Create `alluxio-core-site.xml` in `${TRINO_HOME}/etc/alluxio/` to include the `fs.s3a.impl` property to ensure that Trino uses the `S3AFileSystem` when a Hive table LOCATION is set to the `s3://` or `s3a://` scheme.

```
<configuration>
  <property>
    <name>fs.s3.impl</name>
    <value>alluxio.hadoop.FileSystem</value>
  </property>
  <property>
    <name>fs.s3a.impl</name>
    <value>alluxio.hadoop.FileSystem</value>
  </property>
  <property>
    <name>fs.alluxio.impl</name>
    <value>alluxio.hadoop.FileSystem</value>
  </property>
</configuration>
```

### Update Catalogs

Configure the Trino catalog (such as HIVE and Delta Lake catalog) to include `alluxio-core-site.xml` file to the resources.
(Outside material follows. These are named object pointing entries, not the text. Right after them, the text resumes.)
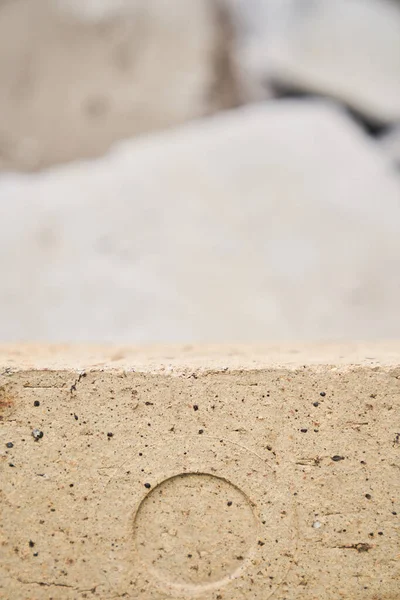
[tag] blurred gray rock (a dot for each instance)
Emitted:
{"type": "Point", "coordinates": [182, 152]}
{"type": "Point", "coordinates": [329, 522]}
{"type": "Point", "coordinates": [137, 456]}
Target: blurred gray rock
{"type": "Point", "coordinates": [75, 76]}
{"type": "Point", "coordinates": [347, 49]}
{"type": "Point", "coordinates": [272, 222]}
{"type": "Point", "coordinates": [391, 144]}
You can likely find the catalog files in `${TRINO_HOME}/etc/catalog/`. Note that the `hive.config.resources` property may already be set with existing xml files, ie. `/etc/hadoop/conf/core-site.xml,/etc/hadoop/conf/hdfs-site.xml` In this case, `alluxio-core-site.xml` should be appended to the end of the list.

<details>

<summary>HIVE</summary>

Modify the `hive.properties` file and add:

```
    connector.name=hive
    hive.s3-file-system-type=HADOOP_DEFAULT
    hive.metastore.uri=thrift://<MY_HIVE_METASTORE_HOSTNAME>:9083
    hive.config.resources=${TRINO_HOME}/etc/alluxio/alluxio-core-site.xml
```

</details>

<details>

<summary>DELTA LAKE</summary>

Modify the `deltalake.properties` file and add:

```
    connector.name=delta_lake
    delta.hive-catalog-name=deltalake
    delta.enable-non-concurrent-writes=true
    delta.vacuum.min-retention=1h
    delta.register-table-procedure.enabled=true
    delta.extended-statistics.collect-on-write=false

    hive.s3-file-system-type=HADOOP_DEFAULT
    hive.metastore.uri=thrift://<MY_HIVE_METASTORE_HOSTNAME>:9083
    hive.config.resources=${TRINO_HOME}/etc/alluxio/alluxio-core-site.xml
```

</details>

<details>

<summary>ICE BERG</summary>

Modify the `iceberg.properties` file and add:

```
    connector.name=iceberg
    iceberg.catalog.type=hive_metastore
    iceberg.file-format=PARQUET

    hive.s3-file-system-type=HADOOP_DEFAULT
    hive.metastore.uri=thrift://<MY_HIVE_METASTORE_HOSTNAME>:9083
    hive.config.resources=${TRINO_HOME}/etc/alluxio/alluxio-core-site.xml
```

</details>

Some optional configurations

```
    hive.non-managed-table-writes-enabled=true
    hive.s3select-pushdown.enabled=true
    hive.storage-format=PARQUET
    hive.allow-drop-table=true
```

## Redeploy Trino

If Trino was previously running, it must be restarted to pick up the configuration changes applied.